Cubans are pretty used to waiting in queues for every daily utility item from bread to toothpaste, often during the scorching summer days with no access to a restroom or drinking water, and constantly worrying about going home empty-handed, every Cuban citizen has witnessed this.
It has been a daily routine for the Cubans for around 60 years under communist rule, which has now deteriorated by the COVID-19 pandemic, a steep economic downturn and tightened US restrictions.
One of the shoppers said, “I have almost spent the whole night here waiting in the queue to buy something; it is not everybody’s cup of tea. It has been a kind of sacrifice by one to afford something to eat.”

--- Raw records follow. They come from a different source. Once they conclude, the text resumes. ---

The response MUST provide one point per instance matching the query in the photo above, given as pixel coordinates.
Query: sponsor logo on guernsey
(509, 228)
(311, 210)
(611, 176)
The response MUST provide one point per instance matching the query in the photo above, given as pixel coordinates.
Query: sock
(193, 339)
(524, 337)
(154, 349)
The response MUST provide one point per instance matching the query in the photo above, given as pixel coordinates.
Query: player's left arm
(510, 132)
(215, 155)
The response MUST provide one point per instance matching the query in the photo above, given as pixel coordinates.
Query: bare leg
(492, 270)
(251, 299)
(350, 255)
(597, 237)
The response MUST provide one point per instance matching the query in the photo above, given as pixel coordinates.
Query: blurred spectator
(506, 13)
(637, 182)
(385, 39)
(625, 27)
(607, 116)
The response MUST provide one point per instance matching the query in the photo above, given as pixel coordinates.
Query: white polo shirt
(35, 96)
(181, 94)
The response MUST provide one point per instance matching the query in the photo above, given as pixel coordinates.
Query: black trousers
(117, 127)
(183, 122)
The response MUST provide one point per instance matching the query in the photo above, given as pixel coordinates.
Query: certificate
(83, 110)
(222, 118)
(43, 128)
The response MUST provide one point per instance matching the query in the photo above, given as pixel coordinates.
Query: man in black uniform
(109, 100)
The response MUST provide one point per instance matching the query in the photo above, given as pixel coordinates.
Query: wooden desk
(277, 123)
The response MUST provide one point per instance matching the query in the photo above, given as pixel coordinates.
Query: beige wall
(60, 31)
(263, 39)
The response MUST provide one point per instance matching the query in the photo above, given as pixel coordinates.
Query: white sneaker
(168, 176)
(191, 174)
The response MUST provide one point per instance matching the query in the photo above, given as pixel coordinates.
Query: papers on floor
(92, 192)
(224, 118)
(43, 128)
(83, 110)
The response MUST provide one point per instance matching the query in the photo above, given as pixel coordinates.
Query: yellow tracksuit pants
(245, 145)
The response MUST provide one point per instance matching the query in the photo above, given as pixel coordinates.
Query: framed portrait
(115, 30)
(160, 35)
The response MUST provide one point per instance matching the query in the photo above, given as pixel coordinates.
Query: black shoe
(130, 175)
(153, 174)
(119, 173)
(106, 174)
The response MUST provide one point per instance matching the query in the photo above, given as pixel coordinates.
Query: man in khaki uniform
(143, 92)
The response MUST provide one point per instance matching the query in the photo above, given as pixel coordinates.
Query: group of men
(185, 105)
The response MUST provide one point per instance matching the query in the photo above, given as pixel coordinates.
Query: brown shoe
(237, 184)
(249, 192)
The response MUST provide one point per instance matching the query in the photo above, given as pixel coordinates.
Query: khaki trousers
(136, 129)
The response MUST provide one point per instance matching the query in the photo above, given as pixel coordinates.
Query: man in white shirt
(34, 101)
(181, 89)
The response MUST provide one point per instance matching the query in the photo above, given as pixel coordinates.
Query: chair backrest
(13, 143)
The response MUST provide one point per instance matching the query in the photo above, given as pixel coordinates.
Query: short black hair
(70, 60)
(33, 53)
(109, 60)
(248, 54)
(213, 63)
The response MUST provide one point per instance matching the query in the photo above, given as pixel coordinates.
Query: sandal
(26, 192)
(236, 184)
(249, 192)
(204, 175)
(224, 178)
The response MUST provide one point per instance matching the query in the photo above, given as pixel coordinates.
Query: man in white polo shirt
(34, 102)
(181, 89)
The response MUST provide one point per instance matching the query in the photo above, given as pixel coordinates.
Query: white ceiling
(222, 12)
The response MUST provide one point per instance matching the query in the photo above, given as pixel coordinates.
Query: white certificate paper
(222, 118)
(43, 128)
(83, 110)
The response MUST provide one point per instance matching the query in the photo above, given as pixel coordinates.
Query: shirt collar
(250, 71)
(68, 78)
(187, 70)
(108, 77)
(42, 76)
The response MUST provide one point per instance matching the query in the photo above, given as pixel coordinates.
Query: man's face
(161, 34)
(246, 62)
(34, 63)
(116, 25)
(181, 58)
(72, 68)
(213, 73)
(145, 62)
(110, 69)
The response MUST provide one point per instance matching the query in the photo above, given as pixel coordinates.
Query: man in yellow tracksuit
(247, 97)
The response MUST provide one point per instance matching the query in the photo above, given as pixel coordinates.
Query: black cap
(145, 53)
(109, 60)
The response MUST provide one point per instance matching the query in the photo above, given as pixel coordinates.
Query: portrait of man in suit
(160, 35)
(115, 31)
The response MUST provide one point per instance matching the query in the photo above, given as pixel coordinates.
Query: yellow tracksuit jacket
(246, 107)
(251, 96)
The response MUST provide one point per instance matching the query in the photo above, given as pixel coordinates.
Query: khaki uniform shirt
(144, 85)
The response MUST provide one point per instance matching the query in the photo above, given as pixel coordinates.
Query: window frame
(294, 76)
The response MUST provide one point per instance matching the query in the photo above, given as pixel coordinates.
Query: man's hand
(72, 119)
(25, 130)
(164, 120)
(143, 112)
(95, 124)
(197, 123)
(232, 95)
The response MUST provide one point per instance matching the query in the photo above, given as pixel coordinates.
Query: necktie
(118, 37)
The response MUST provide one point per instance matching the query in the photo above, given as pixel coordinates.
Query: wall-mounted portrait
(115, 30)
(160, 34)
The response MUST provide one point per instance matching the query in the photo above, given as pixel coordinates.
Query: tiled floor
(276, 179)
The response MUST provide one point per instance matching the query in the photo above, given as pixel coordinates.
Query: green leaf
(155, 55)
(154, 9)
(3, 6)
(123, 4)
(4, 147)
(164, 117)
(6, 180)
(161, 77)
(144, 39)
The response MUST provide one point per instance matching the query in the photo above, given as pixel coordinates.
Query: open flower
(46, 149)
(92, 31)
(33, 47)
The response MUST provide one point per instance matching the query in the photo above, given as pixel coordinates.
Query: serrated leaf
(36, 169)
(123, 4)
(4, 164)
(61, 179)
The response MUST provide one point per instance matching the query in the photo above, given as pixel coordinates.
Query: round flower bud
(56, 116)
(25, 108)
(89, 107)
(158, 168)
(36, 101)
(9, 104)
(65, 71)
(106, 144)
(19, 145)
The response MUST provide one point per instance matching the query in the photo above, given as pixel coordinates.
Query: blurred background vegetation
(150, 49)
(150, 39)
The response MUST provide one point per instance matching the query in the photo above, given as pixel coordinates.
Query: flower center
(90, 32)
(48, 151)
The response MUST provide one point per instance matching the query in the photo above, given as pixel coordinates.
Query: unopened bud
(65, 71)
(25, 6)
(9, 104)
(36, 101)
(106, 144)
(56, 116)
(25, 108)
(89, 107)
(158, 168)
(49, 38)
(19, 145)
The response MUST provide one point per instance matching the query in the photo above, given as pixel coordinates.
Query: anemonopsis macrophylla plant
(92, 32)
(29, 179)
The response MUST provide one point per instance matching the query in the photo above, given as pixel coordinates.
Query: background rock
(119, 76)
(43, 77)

One of the housewives said, “she had taken place in the queue at around 1:00 AM, and she left around after 11 hours just ahead of the noon. “It was worth it, because I got what I want to buy, but I have to queue up again.”
She said while heading towards her home with two litres of oil, two packets of chicken, some minced meat and detergent.
Cuba official inflation rate was 70% in 2021, and when the economy recovered a modest 2% after an 11% drop in 2020, signalling the country’s worst economic crisis in nearly three decades.
Food imports, which were worth more than $2 billion per year before the pandemic, had to be substantially reduced in the nation of 11.2 million people due to the diminishing government reserves.
As per the government in May, imports, which generally fulfil the 80% of the island, were at their lowest level since 2009.